The charged particle beam passes through the lens system 4, and is radiated onto the TFT substrate 20, so that the pixel electrode of the TFT substrate is irradiated with the charged particle beam. The irradiation area of the charged particle beam on the pixel electrode is formed in a specific shape having a specific size. The secondary electron detector 6 detects the secondary electrons selected by an energy filter 5 from the secondary electrons emitted from the pixel electrode. The signal processing device 12 inputs the secondary electron detection signals from the secondary electron detector 6, and inputs the beam data for irradiating the charged particle beam from the charged particle beam control device 11. Accordingly, the position of the secondary electron signal on the pixel electrode is identified, thereby inspecting a defect of the TFT array.

The charged particle beam control device 11 obtains the number of the detection points and the substrate type from a program 18 setting an inspection process of the TFT substrate.

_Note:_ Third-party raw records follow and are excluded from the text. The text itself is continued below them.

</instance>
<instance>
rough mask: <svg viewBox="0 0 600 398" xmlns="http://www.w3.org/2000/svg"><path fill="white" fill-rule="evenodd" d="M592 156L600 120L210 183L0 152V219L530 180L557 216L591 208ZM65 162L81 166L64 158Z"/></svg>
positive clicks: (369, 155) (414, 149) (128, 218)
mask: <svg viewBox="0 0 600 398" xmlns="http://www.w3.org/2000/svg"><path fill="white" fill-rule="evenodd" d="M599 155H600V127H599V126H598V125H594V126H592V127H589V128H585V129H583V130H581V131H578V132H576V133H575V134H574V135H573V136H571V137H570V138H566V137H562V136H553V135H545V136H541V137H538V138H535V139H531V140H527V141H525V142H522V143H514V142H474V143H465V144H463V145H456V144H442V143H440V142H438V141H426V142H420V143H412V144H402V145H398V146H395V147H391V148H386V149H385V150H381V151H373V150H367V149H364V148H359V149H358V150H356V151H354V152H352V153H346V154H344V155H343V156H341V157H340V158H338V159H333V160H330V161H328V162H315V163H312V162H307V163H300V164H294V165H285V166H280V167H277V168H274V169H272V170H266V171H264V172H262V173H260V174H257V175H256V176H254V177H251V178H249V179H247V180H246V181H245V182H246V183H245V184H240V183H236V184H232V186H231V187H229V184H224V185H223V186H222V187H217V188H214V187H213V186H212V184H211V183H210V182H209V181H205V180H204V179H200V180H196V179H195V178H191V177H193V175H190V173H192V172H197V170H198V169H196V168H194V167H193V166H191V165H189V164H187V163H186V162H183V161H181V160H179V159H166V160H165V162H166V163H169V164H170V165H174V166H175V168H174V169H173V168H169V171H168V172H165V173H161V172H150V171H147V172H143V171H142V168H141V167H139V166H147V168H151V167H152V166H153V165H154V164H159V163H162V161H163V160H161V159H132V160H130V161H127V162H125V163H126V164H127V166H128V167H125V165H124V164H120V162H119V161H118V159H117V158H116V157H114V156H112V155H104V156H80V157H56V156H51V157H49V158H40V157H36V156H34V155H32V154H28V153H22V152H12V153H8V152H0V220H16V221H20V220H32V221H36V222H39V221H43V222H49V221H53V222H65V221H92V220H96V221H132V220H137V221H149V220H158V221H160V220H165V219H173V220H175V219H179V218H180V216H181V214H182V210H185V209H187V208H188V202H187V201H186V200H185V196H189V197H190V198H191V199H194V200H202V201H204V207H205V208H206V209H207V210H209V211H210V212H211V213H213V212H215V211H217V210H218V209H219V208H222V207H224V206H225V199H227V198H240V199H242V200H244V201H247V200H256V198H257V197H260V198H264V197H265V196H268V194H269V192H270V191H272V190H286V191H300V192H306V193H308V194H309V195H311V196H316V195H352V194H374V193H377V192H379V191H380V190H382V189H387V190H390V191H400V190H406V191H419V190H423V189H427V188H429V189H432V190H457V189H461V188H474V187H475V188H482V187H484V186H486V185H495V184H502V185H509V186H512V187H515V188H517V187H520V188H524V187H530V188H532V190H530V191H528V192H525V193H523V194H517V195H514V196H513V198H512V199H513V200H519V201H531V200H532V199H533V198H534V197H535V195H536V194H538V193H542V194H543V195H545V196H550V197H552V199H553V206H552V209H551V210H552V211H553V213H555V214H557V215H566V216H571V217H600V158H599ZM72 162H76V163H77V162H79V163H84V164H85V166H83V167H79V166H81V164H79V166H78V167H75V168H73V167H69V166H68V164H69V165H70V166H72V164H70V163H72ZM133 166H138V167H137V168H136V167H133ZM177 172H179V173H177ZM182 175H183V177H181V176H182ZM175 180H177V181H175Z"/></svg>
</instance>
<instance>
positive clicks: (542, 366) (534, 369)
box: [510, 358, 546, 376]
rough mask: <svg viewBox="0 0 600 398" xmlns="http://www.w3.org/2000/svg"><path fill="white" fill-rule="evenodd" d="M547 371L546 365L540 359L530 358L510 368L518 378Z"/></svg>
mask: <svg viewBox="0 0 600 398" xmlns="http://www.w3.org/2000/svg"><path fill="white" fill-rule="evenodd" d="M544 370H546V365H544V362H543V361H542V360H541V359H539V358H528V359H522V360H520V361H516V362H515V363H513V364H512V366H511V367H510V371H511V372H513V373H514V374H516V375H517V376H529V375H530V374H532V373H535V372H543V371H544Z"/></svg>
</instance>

Alternatively, a detection device may be provided in a transport path of the TFT substrate 20 for detecting identifying information provided on the TFT substrate during transport, thereby acquiring from the identifying information. The identifying information includes specific information for specifying the substrate in addition to the number of the detection points and the substrate type. When the specific information is used, the number of the detection points and the substrate type for the specific information are set in the charged particle beam control device 11 in advance, and then the number of the detection points and the substrate type are read based on the specific information.

FIGS. 8(a) and 8(b) are schematic diagrams for explaining a process of recording the detection signals of the secondary electrons. FIG. 8(a) shows a relationship between the pixel electrode and the irradiation area of the charged particle beam in which the four irradiation areas are situated on one pixel electrode. In the drawing, the pixel electrode indicated by a coordinate a1 has four irradiation areas at positions indicated by a1-1, a1-2, a1-3, and a1-4, and the secondary electron detection signals are acquired from each irradiation area.

The detected secondary electron detection signals are stored in the data memory. FIG. 8(b) shows an example of a secondary electron detection signal data recorded in a data area of the data memory.

According to the present invention, the TFT array inspection device can be applied to TFT substrates used in liquid crystal displays, organic EL displays and the like.

The disclosure of Japanese Patent Application No. 2004-022820, filed on Jan. 30, 2004, is incorporated in the application.

While the invention has been explained with reference to the specific embodiments of the invention, the explanation is illustrative and the invention is limited only by the appended claims.